The story of environmental devastation has long been at the forefront of colonialism. Trees are cut, rivers are dammed, and oil is extracted from the earth, a cycle of destructive utilization of the earth’s many resources without second thought. With eight percent of the United States’ Gross Domestic Product (GDP) being derived from oil, the capitalist systems at play bridge politics and extraction, racism and poverty. The impact is felt in the communities with the most embedded respect for the environment.

Extraction sites are hotbeds of sexual violence. A recent United Nations report documented the connection between “extreme extraction and sexual violence” against Native women in the Bakken oil fields and the Tar Sands region of Alberta, Canada, citing the instances of violence and sex trafficking that have developed at the camps. These camps are lawless zones, without a police presence or much structure, allowing women to fall through the cracks.

The impact of extraction is also deeply felt in its impact on water resources. Fracking waste and the danger of oil spills cast worry over the preservation of water resources, which was at the forefront of the Standing Rock protests. Unchi Maka, or Grandmother Earth, occupies a core spiritual role. “[She] is the turtle that has provided a way of life for us for centuries. Without her, we would have nothing. We do not own her, rather, she owns us.” Water, continues Lopez, is the life force of Unchi Maka as well as an element that connects all humans in its’ importance, “Aho Mitakuye Oyasin, All My Relations. Ask yourself, ‘what is my relationship to water and how is it sacred to me?’”

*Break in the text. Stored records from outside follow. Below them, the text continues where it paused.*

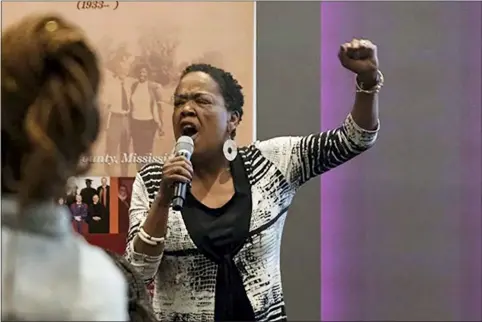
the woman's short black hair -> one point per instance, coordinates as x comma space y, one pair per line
230, 88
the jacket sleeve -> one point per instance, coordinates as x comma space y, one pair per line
146, 265
305, 157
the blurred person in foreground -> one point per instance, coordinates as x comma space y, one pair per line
50, 79
219, 258
140, 308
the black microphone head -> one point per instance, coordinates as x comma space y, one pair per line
185, 146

Beyond Standing Rock, a new battle

In the northwoods of Wisconsin and the Upper Peninsula of Michigan, work is already being done to confront pipelines that snake beneath the soil, where the white pine tree takes root. Enbridge oil, a Canadian company, has two pipelines in the region: Line 3, which cuts through the White Earth Ojibwe reservation in Minnesota and Line 5, which crosses between Lake Superior and Lake Michigan via the Strait of Mackinac. An oil spill in the strait, scientists at the University of Michigan, Ann Arbor have estimated, would be the most disastrous in all of the United States. The currents are unpredictable, and the pipeline remains sealed beneath the ice for much of the year, making clean up near impossible. The pipeline, which was erected in 1953 and has not been replaced since, has already experienced minor oil spills 29 times.

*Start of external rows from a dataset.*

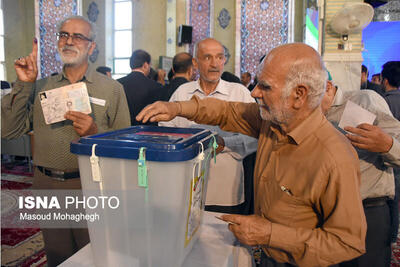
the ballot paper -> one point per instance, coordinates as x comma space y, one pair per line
353, 115
56, 102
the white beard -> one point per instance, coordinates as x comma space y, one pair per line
71, 59
281, 116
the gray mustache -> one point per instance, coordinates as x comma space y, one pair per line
71, 48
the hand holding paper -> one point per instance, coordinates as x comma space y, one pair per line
83, 124
362, 134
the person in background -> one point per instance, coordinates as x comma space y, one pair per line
225, 189
391, 85
366, 84
376, 78
378, 150
139, 89
306, 214
21, 111
182, 69
105, 70
245, 79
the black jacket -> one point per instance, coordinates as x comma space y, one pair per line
140, 91
172, 86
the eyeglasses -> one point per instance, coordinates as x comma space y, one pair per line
76, 37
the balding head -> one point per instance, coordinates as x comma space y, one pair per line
209, 60
299, 64
206, 43
291, 84
182, 62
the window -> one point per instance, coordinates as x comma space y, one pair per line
2, 59
122, 37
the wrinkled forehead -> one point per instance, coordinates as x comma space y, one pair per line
211, 47
76, 26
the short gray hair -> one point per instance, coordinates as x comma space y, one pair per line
196, 45
310, 75
92, 33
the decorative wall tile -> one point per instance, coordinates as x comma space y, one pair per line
264, 25
388, 12
51, 13
224, 18
93, 12
199, 18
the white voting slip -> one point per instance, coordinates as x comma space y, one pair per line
56, 102
216, 247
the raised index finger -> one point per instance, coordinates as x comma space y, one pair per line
34, 47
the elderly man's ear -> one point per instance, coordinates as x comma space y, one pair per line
300, 96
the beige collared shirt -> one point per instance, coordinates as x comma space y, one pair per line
306, 183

In December 2018, members of the Anishinaabe community in the Upper Peninsula of Michigan founded Camp Anishinaabek. Created as a water protectors camp similar to Standing Rock, it was designed to bring greater attention to the pipeline, which transports 23 million gallons of oil daily.  

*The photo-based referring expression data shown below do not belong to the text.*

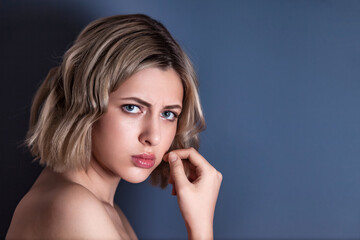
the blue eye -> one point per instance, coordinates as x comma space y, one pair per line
131, 108
169, 115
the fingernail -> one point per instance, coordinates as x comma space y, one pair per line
172, 157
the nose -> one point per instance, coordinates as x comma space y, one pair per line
150, 134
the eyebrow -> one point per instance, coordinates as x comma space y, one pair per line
149, 105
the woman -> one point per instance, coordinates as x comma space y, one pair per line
123, 104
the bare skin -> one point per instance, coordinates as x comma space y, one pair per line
141, 118
55, 201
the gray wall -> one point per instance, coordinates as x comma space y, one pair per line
279, 83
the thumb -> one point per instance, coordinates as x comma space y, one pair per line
177, 170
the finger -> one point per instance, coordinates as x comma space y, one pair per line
173, 192
177, 170
194, 157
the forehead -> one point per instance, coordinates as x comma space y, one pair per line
154, 85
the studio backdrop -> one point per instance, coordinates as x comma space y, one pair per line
280, 88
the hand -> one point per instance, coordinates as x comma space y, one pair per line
197, 190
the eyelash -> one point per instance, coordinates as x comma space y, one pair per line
133, 105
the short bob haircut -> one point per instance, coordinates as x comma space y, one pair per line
75, 94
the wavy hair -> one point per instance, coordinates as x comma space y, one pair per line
75, 94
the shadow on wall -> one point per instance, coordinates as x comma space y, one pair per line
33, 39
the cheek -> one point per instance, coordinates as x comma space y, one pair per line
169, 136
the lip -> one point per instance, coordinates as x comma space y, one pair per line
144, 160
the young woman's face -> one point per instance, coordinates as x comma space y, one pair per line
131, 138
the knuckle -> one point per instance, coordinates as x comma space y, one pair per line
191, 149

Cecelia LaPointe, a member of the Ojibwe band of Anishinaabe, has been working to further the discussion around racial justice in the Great Lakes region. In the spring of last year, she spearheaded the first Anishinaabe racial justice conference and runs the Waub Ajijaak Press. LaPointe explained the unique role of prophecies in indigenous communities, saying, “the connection between prophecies and healthy communities is our current process of healing our communities and empowering our people.” As for water protector camps, she views them as dangerous, when considering the risk for PTSD. LaPointe also urges a focus on the environmental devastation of Aamjiwnaang First Nation in Southern Ontario, Canada where the oil from Line 5 is processed. The community was the subject of a 2013 Vice News documentary which highlighted the pollution that was secreted into the valley, at times five kilometers from the reserve.

LaPointe urges the concentration of work to be centered on community based work, with a focus on healing through prophecies. The Anishinaabe Seven Fires Prophecies “speaks of this time as a time of cleansing and healing,” she wrote, “when we are strong individually and as a community we can be greater equipped to take on larger battles such as land reclamation.”

Rise Up

IIYC has established chapters in Chicago, Denver, Texas, New Mexico, Minnesota, South Dakota, Southern California and Washington DC. Continuing both their environmental advocacy work and their community outreach, they remain framed in a broader moral story. A story of compassion and honor, that begins anew now, in the time of the seventh fire.